Microsoft Outlook is, amongst other things, an email client, contact manager and calendaring tool. It has been marketed and sold my Microsoft as an application. It is part of the Microsoft Office family of application and I’m pretty sure that at most businesses and a lot of homes, it is the defacto standard for a lot of people when it comes to on-line interaction. Really though it is much, much more than just an application, don’t tell anyone but it is actually a platform.
Let me clarify what I mean by that. An application is a piece of code, large or small, that typically has one purpose. It allows users to accomplish a goal or goals. A platform has similarities with an application but the key difference is that a platform can be extended or built upon. A platform affords developers that ability to take it to another place, far from what the original designers of the platform might have intended.
But therein lies the beauty of it, it allows for extension, change, refinement and growth. All of which is typically impossible in an application. For a great example of what makes it a platform, you have to look no farther that what I’ve done. I’ve created an extension of Outlook, called an add-in or plug-in and turned it into the easiest Project Management tool. With our extension you can manage projects and organize what you need to have done. That is purely what defines a platform, the ability to change it and alter it and in our case, make it better than what it once was.

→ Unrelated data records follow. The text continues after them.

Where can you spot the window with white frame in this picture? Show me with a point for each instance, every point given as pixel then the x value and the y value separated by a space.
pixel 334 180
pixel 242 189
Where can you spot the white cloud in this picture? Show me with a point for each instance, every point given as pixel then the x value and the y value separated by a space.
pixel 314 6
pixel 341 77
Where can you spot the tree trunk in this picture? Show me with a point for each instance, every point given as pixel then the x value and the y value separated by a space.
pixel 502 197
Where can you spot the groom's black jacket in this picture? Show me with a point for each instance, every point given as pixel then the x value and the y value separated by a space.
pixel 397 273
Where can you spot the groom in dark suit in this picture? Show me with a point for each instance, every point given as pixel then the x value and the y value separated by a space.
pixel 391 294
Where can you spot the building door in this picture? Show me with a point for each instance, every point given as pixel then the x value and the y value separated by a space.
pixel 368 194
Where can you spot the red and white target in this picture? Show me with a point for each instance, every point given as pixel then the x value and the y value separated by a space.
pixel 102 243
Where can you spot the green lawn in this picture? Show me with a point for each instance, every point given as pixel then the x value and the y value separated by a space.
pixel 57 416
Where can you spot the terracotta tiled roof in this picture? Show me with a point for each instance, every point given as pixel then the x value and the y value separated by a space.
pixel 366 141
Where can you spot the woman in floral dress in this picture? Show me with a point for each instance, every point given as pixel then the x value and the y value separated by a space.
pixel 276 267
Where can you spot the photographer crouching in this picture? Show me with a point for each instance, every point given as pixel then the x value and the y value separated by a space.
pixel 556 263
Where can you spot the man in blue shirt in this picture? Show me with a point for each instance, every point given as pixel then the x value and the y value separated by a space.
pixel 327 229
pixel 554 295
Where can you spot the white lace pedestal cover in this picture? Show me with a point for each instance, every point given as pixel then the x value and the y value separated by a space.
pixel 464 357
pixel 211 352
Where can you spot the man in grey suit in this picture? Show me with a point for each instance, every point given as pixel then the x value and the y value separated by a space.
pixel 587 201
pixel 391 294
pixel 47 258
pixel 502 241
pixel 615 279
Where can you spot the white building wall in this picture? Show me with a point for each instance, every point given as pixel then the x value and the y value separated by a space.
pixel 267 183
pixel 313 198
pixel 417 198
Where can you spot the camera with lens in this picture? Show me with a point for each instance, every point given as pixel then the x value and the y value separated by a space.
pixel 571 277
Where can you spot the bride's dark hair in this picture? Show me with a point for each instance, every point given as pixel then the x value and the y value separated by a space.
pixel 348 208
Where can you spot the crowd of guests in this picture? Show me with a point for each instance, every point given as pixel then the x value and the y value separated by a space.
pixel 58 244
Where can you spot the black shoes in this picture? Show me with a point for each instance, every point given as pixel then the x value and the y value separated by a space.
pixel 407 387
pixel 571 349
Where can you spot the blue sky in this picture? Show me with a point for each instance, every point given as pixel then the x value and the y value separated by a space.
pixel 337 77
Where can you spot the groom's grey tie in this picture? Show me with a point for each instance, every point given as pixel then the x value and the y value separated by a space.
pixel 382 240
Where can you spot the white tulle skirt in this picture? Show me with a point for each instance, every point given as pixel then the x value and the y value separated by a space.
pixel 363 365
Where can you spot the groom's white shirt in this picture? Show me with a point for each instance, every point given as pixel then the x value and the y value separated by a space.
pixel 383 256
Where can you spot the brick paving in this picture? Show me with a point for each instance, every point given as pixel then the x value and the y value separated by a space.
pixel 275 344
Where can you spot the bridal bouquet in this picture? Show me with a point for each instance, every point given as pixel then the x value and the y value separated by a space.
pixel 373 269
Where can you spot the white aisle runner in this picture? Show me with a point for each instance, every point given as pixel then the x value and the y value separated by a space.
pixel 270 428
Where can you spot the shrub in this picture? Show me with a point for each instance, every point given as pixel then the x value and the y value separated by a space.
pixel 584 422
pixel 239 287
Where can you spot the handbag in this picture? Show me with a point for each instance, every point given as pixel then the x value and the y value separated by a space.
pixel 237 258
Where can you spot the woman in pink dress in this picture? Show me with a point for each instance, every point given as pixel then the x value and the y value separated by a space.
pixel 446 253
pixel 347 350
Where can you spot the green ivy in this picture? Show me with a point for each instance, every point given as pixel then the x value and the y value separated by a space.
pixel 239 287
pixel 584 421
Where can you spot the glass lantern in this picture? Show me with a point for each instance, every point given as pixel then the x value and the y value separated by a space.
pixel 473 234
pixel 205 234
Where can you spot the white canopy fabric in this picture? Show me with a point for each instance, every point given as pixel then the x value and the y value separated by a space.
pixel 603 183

For the world at large, that is the beauty of what Microsoft has done, they’ve created a platform but they are selling it as an application. Microsoft Outlook has become quite ubiquitous in interaction with the online world for the vast majority of people. The interface has been replicated by software companies over and over, because it offers and try and true interaction that people are comfortable with.
Sometimes you’ve just got to tip your hat to the folks at Microsoft!